Perplexity for BART summaries

Hi, I’m using the BART large model trained on Gigaword for summarisation and was trying to calculate the perplexity of the output summary.

I’m doing the following since I’m using beam search:

    model_checkpoint = 'a1noack/bart-large-gigaword'
    tokenizer = BartTokenizerFast.from_pretrained("a1noack/bart-large-gigaword")
    model = BartForConditionalGeneration.from_pretrained(model_checkpoint, return_dict=True)
    device = "cuda" if torch.cuda.is_available() else "cpu"
    test = load_dataset("gigaword", split='test[:20]')
    encodings =  tokenizer(test['document'], return_tensors='pt', padding=True, truncation=True, max_length=1024).to(device)

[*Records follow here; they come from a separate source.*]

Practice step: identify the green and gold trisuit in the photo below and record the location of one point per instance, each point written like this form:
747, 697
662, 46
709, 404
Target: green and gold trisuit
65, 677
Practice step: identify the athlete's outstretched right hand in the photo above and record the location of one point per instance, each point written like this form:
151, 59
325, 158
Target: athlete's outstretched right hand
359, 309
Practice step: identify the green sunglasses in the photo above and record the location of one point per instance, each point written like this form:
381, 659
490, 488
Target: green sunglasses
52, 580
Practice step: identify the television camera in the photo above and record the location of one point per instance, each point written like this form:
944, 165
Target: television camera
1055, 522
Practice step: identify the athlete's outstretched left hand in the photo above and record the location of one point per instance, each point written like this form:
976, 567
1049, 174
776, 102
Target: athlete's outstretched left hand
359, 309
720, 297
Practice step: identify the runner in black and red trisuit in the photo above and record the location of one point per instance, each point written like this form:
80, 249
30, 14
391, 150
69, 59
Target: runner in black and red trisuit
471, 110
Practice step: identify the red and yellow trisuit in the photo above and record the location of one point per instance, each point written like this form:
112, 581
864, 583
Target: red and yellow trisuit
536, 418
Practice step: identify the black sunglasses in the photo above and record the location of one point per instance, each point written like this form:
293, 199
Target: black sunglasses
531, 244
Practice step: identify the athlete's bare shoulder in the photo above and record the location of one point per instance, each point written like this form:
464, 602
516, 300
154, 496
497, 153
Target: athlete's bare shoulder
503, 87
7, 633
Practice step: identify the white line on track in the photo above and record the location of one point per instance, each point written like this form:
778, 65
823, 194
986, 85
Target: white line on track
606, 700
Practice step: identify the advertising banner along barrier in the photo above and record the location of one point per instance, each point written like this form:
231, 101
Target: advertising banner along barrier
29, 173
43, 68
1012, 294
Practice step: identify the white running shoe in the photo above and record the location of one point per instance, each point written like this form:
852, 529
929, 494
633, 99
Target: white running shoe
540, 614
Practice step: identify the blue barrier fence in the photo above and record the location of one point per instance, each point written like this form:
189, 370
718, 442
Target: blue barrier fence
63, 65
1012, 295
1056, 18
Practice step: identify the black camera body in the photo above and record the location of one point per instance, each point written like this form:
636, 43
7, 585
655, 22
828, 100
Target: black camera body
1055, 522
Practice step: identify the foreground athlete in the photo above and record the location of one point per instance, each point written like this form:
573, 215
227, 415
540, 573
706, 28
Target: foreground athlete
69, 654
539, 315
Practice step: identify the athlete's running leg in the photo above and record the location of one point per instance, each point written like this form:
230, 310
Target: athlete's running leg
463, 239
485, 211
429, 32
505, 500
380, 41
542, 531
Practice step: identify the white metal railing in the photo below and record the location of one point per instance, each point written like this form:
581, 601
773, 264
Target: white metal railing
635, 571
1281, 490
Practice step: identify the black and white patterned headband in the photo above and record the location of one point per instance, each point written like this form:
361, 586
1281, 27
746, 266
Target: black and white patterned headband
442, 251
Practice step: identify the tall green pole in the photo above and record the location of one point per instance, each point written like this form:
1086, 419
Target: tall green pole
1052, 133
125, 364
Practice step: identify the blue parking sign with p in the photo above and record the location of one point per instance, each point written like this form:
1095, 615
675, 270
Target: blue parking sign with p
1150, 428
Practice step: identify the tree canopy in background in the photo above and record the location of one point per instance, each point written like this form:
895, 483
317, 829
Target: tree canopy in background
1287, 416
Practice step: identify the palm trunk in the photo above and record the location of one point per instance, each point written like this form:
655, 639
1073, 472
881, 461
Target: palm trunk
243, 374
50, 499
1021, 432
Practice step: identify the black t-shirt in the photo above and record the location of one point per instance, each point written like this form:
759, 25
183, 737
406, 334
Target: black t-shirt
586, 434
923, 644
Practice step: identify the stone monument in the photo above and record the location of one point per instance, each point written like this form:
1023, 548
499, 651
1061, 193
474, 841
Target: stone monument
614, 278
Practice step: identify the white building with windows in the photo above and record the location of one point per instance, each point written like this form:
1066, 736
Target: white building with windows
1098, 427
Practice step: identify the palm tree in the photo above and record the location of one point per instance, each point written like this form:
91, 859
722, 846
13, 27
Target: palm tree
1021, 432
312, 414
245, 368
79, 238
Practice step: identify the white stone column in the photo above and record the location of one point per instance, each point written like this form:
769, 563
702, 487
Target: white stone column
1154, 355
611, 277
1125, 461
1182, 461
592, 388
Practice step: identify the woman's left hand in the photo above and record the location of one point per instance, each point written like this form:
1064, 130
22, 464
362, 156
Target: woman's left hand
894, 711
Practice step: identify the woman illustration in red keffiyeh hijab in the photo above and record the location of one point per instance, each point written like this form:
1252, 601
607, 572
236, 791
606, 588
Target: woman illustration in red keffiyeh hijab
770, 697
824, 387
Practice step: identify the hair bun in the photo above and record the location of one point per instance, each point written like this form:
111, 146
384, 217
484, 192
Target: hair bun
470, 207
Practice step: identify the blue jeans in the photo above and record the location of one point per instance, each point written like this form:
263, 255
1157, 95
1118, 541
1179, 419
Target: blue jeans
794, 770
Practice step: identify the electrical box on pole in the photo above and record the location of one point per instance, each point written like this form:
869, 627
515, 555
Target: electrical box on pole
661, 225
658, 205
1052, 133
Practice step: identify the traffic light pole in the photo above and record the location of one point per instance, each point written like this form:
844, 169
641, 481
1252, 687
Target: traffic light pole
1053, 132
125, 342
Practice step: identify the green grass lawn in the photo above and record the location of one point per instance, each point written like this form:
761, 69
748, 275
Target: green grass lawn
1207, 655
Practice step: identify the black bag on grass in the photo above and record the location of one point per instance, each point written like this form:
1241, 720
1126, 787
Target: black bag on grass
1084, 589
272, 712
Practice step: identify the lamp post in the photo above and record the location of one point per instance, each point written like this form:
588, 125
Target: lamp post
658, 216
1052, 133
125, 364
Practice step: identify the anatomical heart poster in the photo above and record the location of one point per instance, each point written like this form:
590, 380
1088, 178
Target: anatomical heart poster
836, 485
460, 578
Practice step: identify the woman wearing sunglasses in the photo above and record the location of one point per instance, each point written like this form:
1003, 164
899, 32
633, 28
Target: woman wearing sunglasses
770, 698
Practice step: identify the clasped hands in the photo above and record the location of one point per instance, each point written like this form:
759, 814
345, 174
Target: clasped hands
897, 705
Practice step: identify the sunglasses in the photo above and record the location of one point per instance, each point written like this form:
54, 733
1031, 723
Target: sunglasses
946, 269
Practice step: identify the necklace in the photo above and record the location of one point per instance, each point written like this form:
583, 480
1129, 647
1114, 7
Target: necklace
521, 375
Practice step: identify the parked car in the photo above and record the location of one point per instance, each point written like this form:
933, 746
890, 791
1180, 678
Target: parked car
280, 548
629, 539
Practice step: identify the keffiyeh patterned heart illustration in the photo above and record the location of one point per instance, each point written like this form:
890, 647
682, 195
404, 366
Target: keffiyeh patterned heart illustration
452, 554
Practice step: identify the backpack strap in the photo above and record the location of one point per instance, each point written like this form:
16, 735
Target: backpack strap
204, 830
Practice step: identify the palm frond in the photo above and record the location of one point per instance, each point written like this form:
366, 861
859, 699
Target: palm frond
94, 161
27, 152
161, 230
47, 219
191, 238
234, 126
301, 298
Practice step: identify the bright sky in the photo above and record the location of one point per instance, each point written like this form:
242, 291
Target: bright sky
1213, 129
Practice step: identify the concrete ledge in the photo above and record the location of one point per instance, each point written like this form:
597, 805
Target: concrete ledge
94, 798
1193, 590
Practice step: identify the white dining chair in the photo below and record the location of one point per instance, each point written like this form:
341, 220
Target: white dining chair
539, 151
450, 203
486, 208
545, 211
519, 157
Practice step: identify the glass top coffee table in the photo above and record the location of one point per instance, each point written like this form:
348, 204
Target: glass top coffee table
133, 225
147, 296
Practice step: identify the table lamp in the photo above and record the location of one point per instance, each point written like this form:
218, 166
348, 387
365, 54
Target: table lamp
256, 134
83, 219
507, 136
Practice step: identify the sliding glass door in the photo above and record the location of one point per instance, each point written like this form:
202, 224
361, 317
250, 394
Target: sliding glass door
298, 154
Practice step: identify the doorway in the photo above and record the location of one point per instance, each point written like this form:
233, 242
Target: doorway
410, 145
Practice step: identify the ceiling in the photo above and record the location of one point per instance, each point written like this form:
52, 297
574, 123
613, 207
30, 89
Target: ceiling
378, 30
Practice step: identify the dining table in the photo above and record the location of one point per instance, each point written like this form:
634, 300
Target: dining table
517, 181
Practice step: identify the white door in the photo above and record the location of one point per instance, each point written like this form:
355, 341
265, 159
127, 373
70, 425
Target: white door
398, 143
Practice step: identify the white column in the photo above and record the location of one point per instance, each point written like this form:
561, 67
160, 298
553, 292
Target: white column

    model = model.to(device)
    model.eval()
    number_beams = 8
    result = model.generate(encodings['input_ids'],  num_beams=number_beams, return_dict_in_generate=True, max_length=model.config.max_length, output_scores=True, output_attentions=True)
    
    log_sent = []

    for batch_num in range(0, result.scores[0].shape[0], number_beams):
        max_score = torch.tensor(-1*1e6, dtype=torch.float).to(device)
        for beam_num in range(number_beams):
            max_score = torch.max(torch.stack([torch.max(result.scores[-1][batch_num+beam_num]), max_score]))
        log_sent.append(max_score)
        
    print("Perplexity:", torch.exp((-1*(torch.stack(log_sent).sum()))/result.sequences.shape[1]))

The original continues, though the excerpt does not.